Öncelikle, bu davalının, davadaki konumuna göre sorumluluğunun belirlenmesi açısından bu husustaki ilkeleri açıklamakta yarar vardır.

Bilindiği üzere, zorunlu trafik sigortasında sigortacı, işletenin 2918 sayılı KTK.nun 85/1 nci madde hükmünde yazılı hukuki sorumluluğunu, aynı kanunun 91/1 nci maddesi uyarınca üstlenmiş olup, gerek 85/1 nci madde hükmü, gerekse zorunlu trafik sigortası poliçesi genel şartlarının 1. maddesi hükmü, ölüm veya cismani zararlar yanında ancak bir şeyin zarara uğraması halinin teminat kapsamında olduğunu öngörmüştür.

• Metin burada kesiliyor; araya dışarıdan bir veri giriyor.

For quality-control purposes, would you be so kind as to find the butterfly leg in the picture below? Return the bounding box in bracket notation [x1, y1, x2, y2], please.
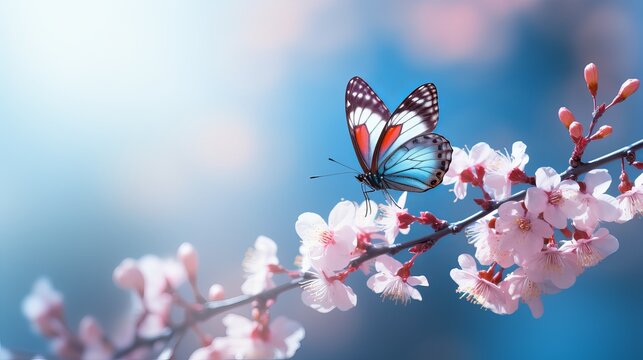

Aynı kanunun 92/b ve poliçe genel şartlarının A.5.b bendi hükümlerinde, işletenine eşinin, usul ve fürunun, kendisine evlat edinme ilişkisi ile bağlı olanların ve birlikte yaşadığı kardeşlerinin mallarına gelen zararlar nedeniyle ileri sürülebilecekleri taleplerin teminat dışı olduğu hüküm altına alınmıştır. Bu hüküm, Zorunlu Mali Sorumluluk Sigortası'nın asıl amacının üçüncü kişilere verilecek zararların güvence altına alınması ilkesinin bir tekrarı olmaktadır.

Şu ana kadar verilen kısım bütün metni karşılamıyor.